Si les partis de la majorité présidentielle, des organisations de la société civile, les autorités traditionnelles et religieuses prennent effectivement part au dialogue, l’opposition, elle, est divisée sur la question.

Tous ceux ayant signé un accord avec le pouvoir le 2 mai – à la faveur duquel certains opposants ont rejoint le gouvernement – y prennent part. C’est le cas notamment du Parti pour la renaissance nationale (Parena) de Tiébilé Dramé et de la Convergence pour le développement du Mali (Codem) de Housseini Amion Guindo.

Plusieurs poids lourds de l’opposition ont en revanche déjà affiché leurs réticences à participer. C’est le cas du chef de file de l’opposition, Soumaïla Cissé, à la tête du FSD, des anciens Premiers ministres Cheick Modibo Diarra et Soumana Sacko.

Très critique, également, Sy Kadiatou Sow, une des figures de la plateforme Antè a banna (Touche pas à ma Constitution !) qui a fait échouer en 2017 le projet de révision constitutionnelle.

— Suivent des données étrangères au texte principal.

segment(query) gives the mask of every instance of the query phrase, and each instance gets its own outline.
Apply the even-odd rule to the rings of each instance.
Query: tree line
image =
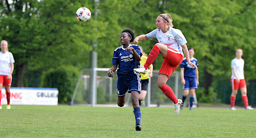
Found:
[[[92,50],[98,67],[112,66],[121,31],[136,36],[156,28],[158,15],[170,13],[199,63],[200,85],[209,94],[214,79],[229,78],[235,51],[244,51],[246,80],[256,80],[256,2],[253,0],[0,1],[0,38],[9,42],[15,60],[13,86],[27,86],[50,68],[90,67]],[[94,17],[95,7],[98,14]],[[79,21],[76,11],[88,8],[92,17]],[[139,42],[149,53],[157,40]],[[93,46],[96,44],[96,47]],[[160,56],[159,56],[160,57]],[[154,63],[160,69],[158,57]],[[179,70],[179,69],[178,69]],[[227,80],[228,81],[228,80]],[[35,84],[36,85],[36,84]]]

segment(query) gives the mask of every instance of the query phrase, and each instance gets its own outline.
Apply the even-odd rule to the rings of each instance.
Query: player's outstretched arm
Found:
[[[114,72],[116,70],[117,68],[117,65],[113,65],[113,66],[109,70],[108,72],[108,76],[109,77],[114,77]]]
[[[145,34],[142,34],[142,35],[140,35],[136,37],[136,38],[135,38],[135,39],[134,39],[134,41],[135,43],[137,43],[139,41],[145,40],[146,40],[148,39],[148,38],[147,37],[146,37],[146,36]]]

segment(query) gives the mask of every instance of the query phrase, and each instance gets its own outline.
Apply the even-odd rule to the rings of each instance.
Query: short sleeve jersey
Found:
[[[238,79],[244,79],[244,60],[243,59],[238,59],[235,58],[232,60],[231,61],[231,68],[236,68],[236,72],[238,76]],[[231,78],[233,79],[237,79],[236,76],[234,75],[233,72],[233,70],[231,70],[232,75],[231,76]]]
[[[140,58],[140,65],[141,66],[143,66],[145,64],[145,63],[146,63],[146,61],[147,59],[147,56],[141,56],[141,58]],[[151,67],[152,65],[151,64],[150,65],[150,67]],[[141,76],[141,78],[140,78],[140,79],[141,80],[145,80],[145,79],[148,79],[148,78],[149,78],[149,76],[148,76],[148,68],[147,68],[146,74],[143,74],[141,73],[140,74],[140,76]]]
[[[0,75],[8,75],[11,72],[10,63],[14,62],[13,55],[11,52],[7,51],[4,54],[0,52]]]
[[[186,44],[187,40],[180,30],[169,27],[167,32],[163,33],[161,29],[156,29],[146,34],[146,36],[150,39],[157,38],[159,42],[166,45],[183,55],[181,46]]]
[[[198,67],[198,62],[195,58],[190,59],[191,62],[195,64]],[[196,75],[196,68],[189,65],[186,58],[183,59],[182,62],[180,64],[180,67],[184,68],[184,76],[188,77],[197,77]]]
[[[136,44],[130,44],[129,47],[132,47],[138,54],[141,57],[142,54],[139,46]],[[113,65],[118,65],[117,73],[119,74],[126,74],[131,72],[133,72],[134,68],[138,68],[140,65],[140,62],[137,60],[133,52],[127,52],[123,46],[116,48],[114,51],[112,59]]]

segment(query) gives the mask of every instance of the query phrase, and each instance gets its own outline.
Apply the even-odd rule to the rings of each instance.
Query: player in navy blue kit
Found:
[[[193,56],[195,54],[194,48],[190,48],[188,49],[188,54],[191,62],[195,64],[198,66],[197,59]],[[182,96],[182,103],[185,102],[187,96],[190,90],[190,98],[189,104],[189,110],[193,110],[192,106],[194,102],[194,95],[197,86],[199,84],[198,78],[198,69],[190,65],[187,62],[187,59],[184,58],[182,62],[180,64],[180,75],[181,77],[181,83],[183,84],[183,95]],[[180,109],[183,108],[183,104],[180,106]]]
[[[108,76],[113,77],[114,72],[116,70],[118,65],[117,105],[120,107],[123,106],[126,93],[131,93],[136,120],[135,128],[137,131],[140,131],[141,113],[139,104],[139,97],[141,91],[141,81],[140,73],[135,72],[133,69],[140,65],[139,61],[142,54],[139,46],[130,43],[133,41],[135,37],[134,32],[131,29],[126,29],[122,31],[120,36],[120,42],[123,45],[116,48],[114,51],[112,59],[113,65],[109,70]]]

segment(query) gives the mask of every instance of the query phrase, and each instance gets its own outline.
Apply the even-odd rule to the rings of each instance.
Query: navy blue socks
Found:
[[[135,116],[135,120],[136,125],[140,125],[140,119],[141,118],[141,112],[140,112],[140,107],[134,108],[134,115]]]

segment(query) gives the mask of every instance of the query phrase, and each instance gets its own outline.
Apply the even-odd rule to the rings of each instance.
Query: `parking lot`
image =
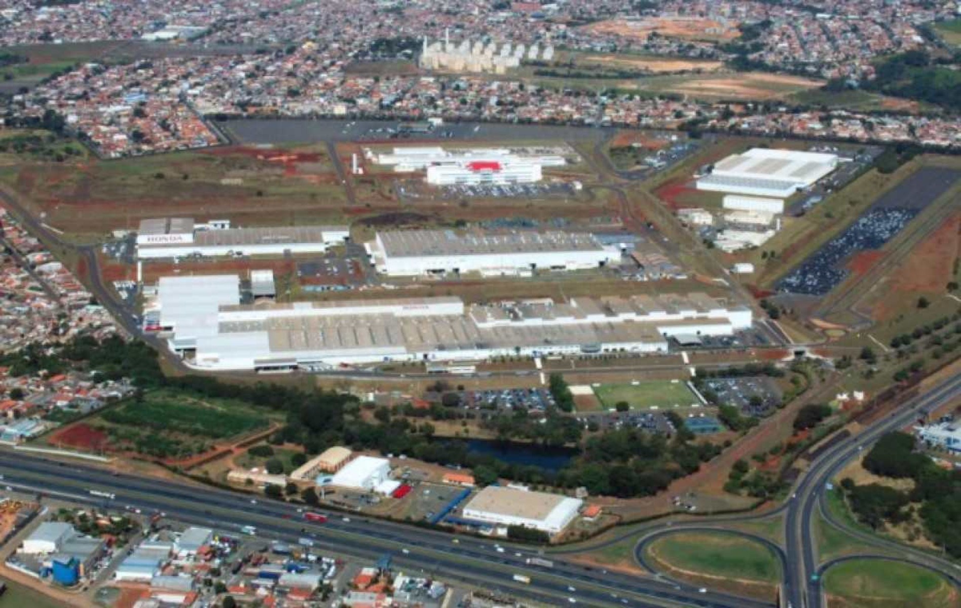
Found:
[[[717,403],[733,405],[748,416],[767,416],[781,402],[781,391],[770,377],[717,377],[705,379],[702,391],[712,391]]]
[[[136,238],[132,235],[104,243],[101,252],[104,255],[120,263],[135,264],[136,263]]]
[[[542,412],[554,404],[551,392],[542,388],[464,391],[459,395],[460,407],[468,409],[523,409]]]
[[[839,235],[811,254],[777,284],[780,291],[824,296],[841,283],[850,256],[877,250],[894,238],[927,205],[944,195],[961,179],[961,172],[924,167],[875,202]]]
[[[297,281],[304,291],[343,291],[374,284],[376,273],[368,272],[366,255],[356,249],[341,255],[328,254],[297,263]]]
[[[660,412],[604,412],[578,417],[583,426],[595,423],[601,429],[639,428],[651,433],[673,435],[677,430],[667,416]]]
[[[796,217],[803,215],[815,205],[824,201],[825,196],[850,183],[861,175],[862,171],[870,167],[883,151],[884,148],[879,146],[867,146],[859,154],[852,155],[852,161],[839,163],[833,173],[811,186],[805,196],[790,203],[785,212]],[[844,155],[844,152],[835,146],[812,146],[809,152]]]

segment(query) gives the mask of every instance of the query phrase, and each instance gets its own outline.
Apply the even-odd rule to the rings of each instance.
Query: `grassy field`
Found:
[[[698,398],[683,381],[639,382],[638,384],[602,384],[594,387],[594,394],[606,408],[620,401],[628,401],[631,409],[651,407],[689,407],[698,403]]]
[[[11,155],[12,156],[12,155]],[[322,146],[218,148],[65,162],[17,155],[0,184],[68,232],[136,228],[148,217],[226,217],[239,226],[342,223],[347,196]]]
[[[867,209],[881,194],[907,179],[919,167],[914,160],[892,174],[872,169],[850,185],[829,195],[823,203],[799,218],[785,218],[782,230],[763,248],[747,254],[740,261],[752,262],[760,273],[758,284],[774,284],[792,267],[823,247]],[[776,257],[761,257],[762,252],[776,252]]]
[[[815,538],[818,542],[818,556],[822,561],[851,555],[854,553],[876,553],[874,547],[864,545],[817,517],[814,524]]]
[[[780,580],[774,553],[730,534],[668,534],[648,545],[645,553],[649,563],[665,573],[711,589],[770,597]]]
[[[941,21],[934,24],[934,29],[941,35],[945,42],[961,46],[961,19]]]
[[[266,428],[268,424],[262,411],[247,403],[199,400],[161,389],[146,393],[142,401],[128,401],[108,409],[86,421],[73,435],[66,429],[50,440],[63,441],[65,435],[67,442],[73,438],[81,443],[99,440],[111,450],[185,458],[203,453],[215,443]]]
[[[824,586],[831,608],[952,608],[961,599],[949,581],[926,569],[876,559],[833,566]]]
[[[7,592],[0,596],[0,608],[64,608],[53,597],[44,596],[28,587],[7,581]]]

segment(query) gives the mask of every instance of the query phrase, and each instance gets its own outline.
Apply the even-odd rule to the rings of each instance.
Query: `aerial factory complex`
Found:
[[[0,608],[961,606],[957,1],[0,46]]]

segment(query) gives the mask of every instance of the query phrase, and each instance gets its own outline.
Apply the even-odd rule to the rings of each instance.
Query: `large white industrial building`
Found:
[[[282,255],[323,254],[350,237],[346,226],[291,226],[231,229],[229,222],[195,225],[190,218],[140,222],[136,255],[140,259],[204,255]]]
[[[833,154],[752,148],[714,165],[698,179],[699,190],[785,199],[837,167]]]
[[[470,160],[458,165],[427,168],[427,182],[434,185],[534,183],[542,177],[541,166],[533,162]]]
[[[585,270],[621,257],[619,248],[604,247],[592,234],[560,231],[392,231],[378,232],[364,247],[377,270],[391,277]]]
[[[488,486],[471,499],[463,517],[497,525],[523,525],[554,535],[578,517],[583,500],[556,494]]]
[[[171,350],[211,370],[666,351],[730,335],[751,309],[702,293],[465,306],[454,297],[239,304],[239,278],[165,277],[154,307]]]
[[[374,456],[357,456],[334,474],[329,485],[372,492],[390,475],[390,461]]]
[[[365,150],[367,159],[392,166],[397,173],[425,171],[427,182],[435,185],[533,183],[543,178],[542,167],[559,167],[564,157],[518,154],[505,148],[445,150],[439,146],[394,148],[376,154]]]

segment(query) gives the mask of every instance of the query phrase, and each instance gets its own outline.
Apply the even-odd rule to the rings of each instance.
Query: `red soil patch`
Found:
[[[961,244],[961,213],[922,241],[892,275],[902,291],[941,291],[950,280]]]
[[[687,180],[672,180],[654,190],[654,196],[663,201],[673,210],[681,208],[681,204],[678,198],[687,192],[693,192],[694,188],[687,185]]]
[[[764,298],[770,298],[775,295],[775,292],[770,289],[761,289],[757,285],[747,285],[748,290],[751,291],[751,295],[755,300],[763,300]]]
[[[320,155],[314,152],[290,152],[289,150],[271,150],[250,146],[211,148],[203,151],[202,154],[214,157],[243,156],[273,162],[318,162],[320,160]]]
[[[848,261],[848,270],[854,273],[855,275],[863,275],[877,263],[877,260],[884,257],[884,252],[877,250],[866,250],[863,252],[858,252],[851,255],[850,259]]]
[[[636,131],[621,131],[610,142],[611,148],[624,148],[630,144],[638,144],[645,150],[661,150],[669,143],[666,139],[653,139]]]
[[[297,270],[292,259],[216,259],[203,262],[150,262],[143,265],[143,280],[153,282],[170,275],[239,274],[246,279],[251,270],[273,270],[274,277],[289,275]]]
[[[98,451],[106,448],[107,434],[86,423],[78,423],[55,432],[50,436],[50,443],[86,451]]]
[[[763,349],[755,352],[757,358],[762,361],[780,361],[788,355],[784,349]]]

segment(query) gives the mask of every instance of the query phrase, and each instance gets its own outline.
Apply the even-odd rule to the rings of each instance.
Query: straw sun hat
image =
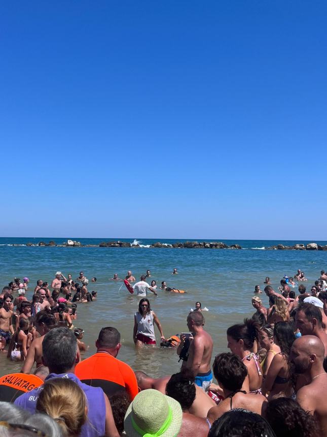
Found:
[[[179,403],[153,389],[137,394],[128,407],[124,428],[128,437],[173,437],[178,433],[183,420]]]

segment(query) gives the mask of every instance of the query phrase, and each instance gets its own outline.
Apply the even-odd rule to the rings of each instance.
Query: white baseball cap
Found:
[[[317,306],[318,308],[323,308],[323,303],[322,303],[320,299],[318,299],[317,297],[314,297],[313,296],[309,296],[309,297],[306,297],[303,300],[303,302],[305,303],[311,303],[312,305],[314,305],[315,306]]]

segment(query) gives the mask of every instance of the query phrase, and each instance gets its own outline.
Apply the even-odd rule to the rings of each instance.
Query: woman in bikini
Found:
[[[267,323],[273,325],[278,322],[289,321],[289,313],[285,301],[279,296],[275,296],[275,303],[267,311]]]
[[[261,328],[260,346],[267,351],[266,356],[261,362],[265,380],[273,358],[280,352],[280,348],[274,342],[274,329],[270,325],[266,325]]]
[[[260,326],[252,319],[227,329],[228,347],[239,356],[247,368],[248,374],[242,389],[247,393],[261,393],[262,371],[256,353],[261,336]]]
[[[23,361],[32,341],[32,334],[29,332],[29,320],[21,319],[18,329],[10,340],[7,358],[13,361]]]
[[[268,400],[292,394],[288,356],[295,340],[293,330],[287,322],[278,322],[274,327],[275,343],[280,352],[273,357],[263,387],[263,394],[269,392]]]

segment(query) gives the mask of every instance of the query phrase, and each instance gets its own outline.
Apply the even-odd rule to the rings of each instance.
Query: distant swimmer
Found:
[[[308,280],[306,277],[304,276],[304,272],[301,272],[300,276],[298,278],[298,280]]]
[[[67,282],[67,279],[62,274],[61,272],[57,272],[56,273],[56,277],[54,279],[53,279],[52,282],[51,283],[51,288],[60,290],[61,288],[61,283],[63,280],[65,282]],[[42,283],[42,284],[43,284],[43,283]],[[41,286],[41,287],[42,286]],[[41,288],[41,287],[40,287],[40,288]]]
[[[140,280],[137,282],[135,285],[133,286],[133,289],[136,291],[137,296],[144,297],[147,296],[148,291],[151,291],[156,296],[158,295],[158,293],[156,290],[152,288],[151,286],[149,285],[147,282],[146,282],[146,275],[142,274],[140,277]]]
[[[136,279],[132,274],[132,272],[130,270],[128,270],[127,272],[127,274],[126,275],[125,278],[126,280],[128,280],[128,282],[135,282]]]
[[[255,293],[256,294],[259,294],[260,293],[262,293],[262,292],[260,290],[260,285],[256,285],[255,287],[255,291],[254,291],[253,293]]]
[[[83,272],[80,272],[80,276],[76,278],[76,280],[79,283],[81,282],[82,284],[84,285],[86,280],[86,277],[84,276],[84,273]],[[67,282],[67,281],[66,281],[66,282]]]
[[[126,277],[127,279],[127,277]],[[118,275],[117,273],[115,273],[113,277],[111,277],[109,279],[110,280],[122,280],[121,278],[118,277]],[[128,280],[128,279],[127,279]]]
[[[195,308],[194,309],[192,308],[191,309],[191,312],[192,311],[209,311],[206,306],[205,306],[204,308],[202,308],[202,305],[201,304],[201,302],[195,302]]]

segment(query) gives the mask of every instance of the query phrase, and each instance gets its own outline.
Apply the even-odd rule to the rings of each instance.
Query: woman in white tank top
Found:
[[[161,339],[164,339],[160,322],[152,310],[150,302],[145,298],[141,299],[138,304],[138,311],[134,316],[133,340],[136,347],[142,345],[156,344],[154,322],[158,327]]]

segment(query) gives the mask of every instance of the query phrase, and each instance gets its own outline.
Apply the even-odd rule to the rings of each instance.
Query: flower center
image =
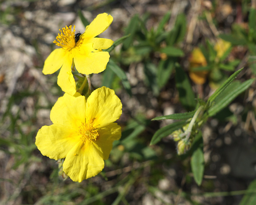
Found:
[[[73,31],[72,31],[72,27],[71,25],[69,27],[66,26],[65,28],[62,28],[62,31],[60,29],[61,33],[60,34],[58,34],[58,36],[56,37],[57,40],[54,40],[53,43],[58,46],[60,46],[66,49],[74,47],[76,43],[75,34],[75,26],[74,26]]]
[[[91,143],[92,140],[96,141],[97,136],[99,136],[98,130],[93,127],[92,123],[87,124],[82,122],[81,125],[78,127],[78,135],[81,136],[80,139],[84,144],[86,141]]]

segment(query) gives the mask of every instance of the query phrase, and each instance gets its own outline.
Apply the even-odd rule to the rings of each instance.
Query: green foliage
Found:
[[[200,138],[200,144],[196,150],[193,152],[191,156],[190,164],[192,172],[195,181],[198,186],[201,185],[203,180],[204,170],[204,160],[203,147],[203,138],[202,134],[199,132],[197,137]],[[201,137],[200,137],[201,136]]]
[[[250,184],[239,205],[253,205],[256,204],[256,180]]]
[[[196,97],[192,90],[188,78],[180,67],[177,67],[175,71],[176,86],[179,91],[181,102],[187,110],[193,110],[196,104]]]

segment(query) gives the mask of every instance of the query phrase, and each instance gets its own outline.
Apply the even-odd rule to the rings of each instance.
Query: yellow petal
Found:
[[[96,141],[93,141],[92,143],[103,159],[107,160],[112,149],[113,141],[121,137],[121,127],[115,123],[111,123],[98,129],[98,132],[99,136]]]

C’est cette fois à la tête d’Awn Ko Mali (Le Mali d’abord !), un regroupement d’associations, de syndicats et de partis, qu’elle mène la fronde.

« Le peuple ne veut pas un dialogue juste pour dire que l’on a dialogué. (…) Pour une fois, donnons la parole à ce peuple pour qu’il dise ce qu’il vit et les solutions qu’il propose », avait-elle notamment déclaré lors d’un débat télévisé, fin septembre, pour justifier la non-participation de son mouvement à ce dialogue.

Autant d’absents qui font dire à Ibrahima Sangho, président de l’Observatoire pour les élections et la bonne gouvernance au Mali (POCIM) que « le dialogue n’est pas inclusif ». Et même que les principaux acteurs nécessaires à une véritable sortie de crise manquent à l’appel.

« Ce dialogue a été mis en place afin que les responsables politiques échangent, pour sortir de la crise qui s’est ouverte après la présidentielle de 2018. Pourtant, Soumaïla Cissé, qui ne reconnaissait pas la victoire d’IBK, n’y prend pas part », souligne Ibrahima Sangho, qui regrette également que « le retrait des discussions de la Coordination des mouvements de l’Azawad. »

Le Forum des organisations de la société civile (FOSC), l’une des principales organisations faîtières de la société civile malienne, a pour sa part clairement annoncé qu’elle ne participerait pas. « Nous invitons le comité d’organisation à poursuivre les consultations en vue d’un dialogue réellement inclusif, sinon le résultat sera un fourre-tout qui n’aboutira à rien », insiste le président du POCIM.